To test whether an interface value holds a specific type, a type assertion can return two values: the underlying value and a boolean value that reports whether the assertion succeeded.

t, ok := i.(T)

If i holds a T, then t will be the underlying value and ok will be true. If not, ok will be false and t will be the zero value of type T, and no panic occurs. It’s similar to reading from a map.

Type Switches for interface Variable

A type switch is a construct that permits several type assertions in series. A type switch is like a regular switch statement, but the cases in a type switch specify types (not values), and those values are compared against the type of the value held by the given interface value.

switch v := i.(type) {
case T:
    // here v has type T
case S:
    // here v has type S
    // no match; here v has the same type as i

The declaration in a type switch has the same syntax as a type assertion i.(T), but the specific type T is replaced with the keyword type.

This switch statement tests whether the interface value i holds a value of type T or S. In each of the T and S cases, the variable v will be of type T or S respectively and hold the value held by i. In the default case (where there is no match), the variable v is of the same interface type and value as i.

Common interfaces


One of the most ubiquitous interfaces is Stringer defined by the fmt package.

type Stringer interface {
    String() string

A Stringer is a type that can describe itself as a string. The fmt package (and many others) look for this interface to print values.

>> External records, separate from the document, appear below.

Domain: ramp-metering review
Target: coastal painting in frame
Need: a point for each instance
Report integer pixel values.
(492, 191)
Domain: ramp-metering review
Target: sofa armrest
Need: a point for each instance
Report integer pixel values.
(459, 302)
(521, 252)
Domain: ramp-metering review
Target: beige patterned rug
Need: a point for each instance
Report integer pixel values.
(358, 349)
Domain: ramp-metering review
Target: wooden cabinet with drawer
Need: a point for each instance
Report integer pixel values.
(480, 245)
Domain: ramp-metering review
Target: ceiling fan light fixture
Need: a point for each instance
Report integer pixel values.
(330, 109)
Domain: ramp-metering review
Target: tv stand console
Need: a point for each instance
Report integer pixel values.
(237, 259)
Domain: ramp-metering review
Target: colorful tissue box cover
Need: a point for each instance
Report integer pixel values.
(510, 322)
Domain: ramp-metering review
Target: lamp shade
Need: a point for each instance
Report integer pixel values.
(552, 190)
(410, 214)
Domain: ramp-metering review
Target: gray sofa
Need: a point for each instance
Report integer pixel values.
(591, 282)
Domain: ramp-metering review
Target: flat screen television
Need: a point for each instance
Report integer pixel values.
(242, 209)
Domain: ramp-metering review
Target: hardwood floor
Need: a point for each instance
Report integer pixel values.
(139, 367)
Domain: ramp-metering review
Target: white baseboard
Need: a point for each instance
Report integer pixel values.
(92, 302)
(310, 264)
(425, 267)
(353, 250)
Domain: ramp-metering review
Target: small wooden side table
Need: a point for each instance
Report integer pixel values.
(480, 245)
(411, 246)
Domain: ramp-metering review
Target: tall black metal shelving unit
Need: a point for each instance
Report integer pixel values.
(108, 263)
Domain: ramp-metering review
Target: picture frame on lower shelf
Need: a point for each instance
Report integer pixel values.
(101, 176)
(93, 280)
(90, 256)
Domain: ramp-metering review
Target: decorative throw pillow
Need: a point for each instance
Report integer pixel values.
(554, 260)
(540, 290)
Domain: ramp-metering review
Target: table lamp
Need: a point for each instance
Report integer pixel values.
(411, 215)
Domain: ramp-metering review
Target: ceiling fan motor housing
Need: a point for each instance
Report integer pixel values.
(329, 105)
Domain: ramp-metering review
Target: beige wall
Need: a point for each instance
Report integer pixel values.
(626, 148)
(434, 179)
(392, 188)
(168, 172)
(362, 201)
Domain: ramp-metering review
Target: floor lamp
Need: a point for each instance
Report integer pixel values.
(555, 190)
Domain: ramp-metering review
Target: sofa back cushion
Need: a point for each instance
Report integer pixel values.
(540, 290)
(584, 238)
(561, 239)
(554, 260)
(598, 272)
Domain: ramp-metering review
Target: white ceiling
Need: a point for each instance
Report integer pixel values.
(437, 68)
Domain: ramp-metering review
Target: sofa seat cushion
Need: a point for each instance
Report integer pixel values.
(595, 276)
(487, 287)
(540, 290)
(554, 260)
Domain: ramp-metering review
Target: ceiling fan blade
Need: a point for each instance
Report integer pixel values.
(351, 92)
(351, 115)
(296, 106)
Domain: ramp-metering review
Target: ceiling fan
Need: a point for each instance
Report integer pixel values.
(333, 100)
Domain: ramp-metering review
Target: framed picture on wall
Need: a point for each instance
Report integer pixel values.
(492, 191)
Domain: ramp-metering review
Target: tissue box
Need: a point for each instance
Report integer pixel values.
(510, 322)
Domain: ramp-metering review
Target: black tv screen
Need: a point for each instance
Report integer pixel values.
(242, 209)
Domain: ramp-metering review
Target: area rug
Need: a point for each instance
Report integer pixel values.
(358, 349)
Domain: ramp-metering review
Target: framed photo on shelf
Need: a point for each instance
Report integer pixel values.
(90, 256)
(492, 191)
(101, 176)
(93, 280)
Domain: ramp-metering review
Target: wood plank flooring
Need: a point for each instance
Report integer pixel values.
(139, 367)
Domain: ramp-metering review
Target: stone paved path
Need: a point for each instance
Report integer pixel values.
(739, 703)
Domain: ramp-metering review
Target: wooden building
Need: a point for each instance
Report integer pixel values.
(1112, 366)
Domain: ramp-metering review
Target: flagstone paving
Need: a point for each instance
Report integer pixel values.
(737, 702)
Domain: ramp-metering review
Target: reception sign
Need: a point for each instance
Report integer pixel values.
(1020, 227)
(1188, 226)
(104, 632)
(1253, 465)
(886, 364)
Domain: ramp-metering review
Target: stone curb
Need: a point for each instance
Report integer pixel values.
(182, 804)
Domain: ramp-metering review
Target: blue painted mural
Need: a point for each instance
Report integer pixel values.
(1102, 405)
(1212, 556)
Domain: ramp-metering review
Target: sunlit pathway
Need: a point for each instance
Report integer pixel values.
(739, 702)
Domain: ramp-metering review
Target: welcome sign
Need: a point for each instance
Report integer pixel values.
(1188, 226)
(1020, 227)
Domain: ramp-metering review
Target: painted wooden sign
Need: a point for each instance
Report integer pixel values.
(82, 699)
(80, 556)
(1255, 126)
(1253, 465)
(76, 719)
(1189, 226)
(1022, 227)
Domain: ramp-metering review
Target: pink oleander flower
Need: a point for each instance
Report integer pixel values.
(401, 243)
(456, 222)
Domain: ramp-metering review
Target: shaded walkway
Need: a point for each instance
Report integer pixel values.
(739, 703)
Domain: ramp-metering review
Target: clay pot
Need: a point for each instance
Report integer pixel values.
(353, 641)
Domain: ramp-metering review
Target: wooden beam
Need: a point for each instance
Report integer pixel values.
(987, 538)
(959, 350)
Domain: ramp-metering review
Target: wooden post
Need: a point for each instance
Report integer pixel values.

The io package specifies the io.Reader interface, which represents the read end of a stream of data. The Go standard library contains many implementations of these interfaces, including files, network connections, compressors, ciphers, and others.

The io.Reader interface has a Read method:

func (T) Read(b []byte) (n int, err error)

Read populates the given byte slice with data and returns the number of bytes populated and an error value. It returns an io.EOF error when the stream ends.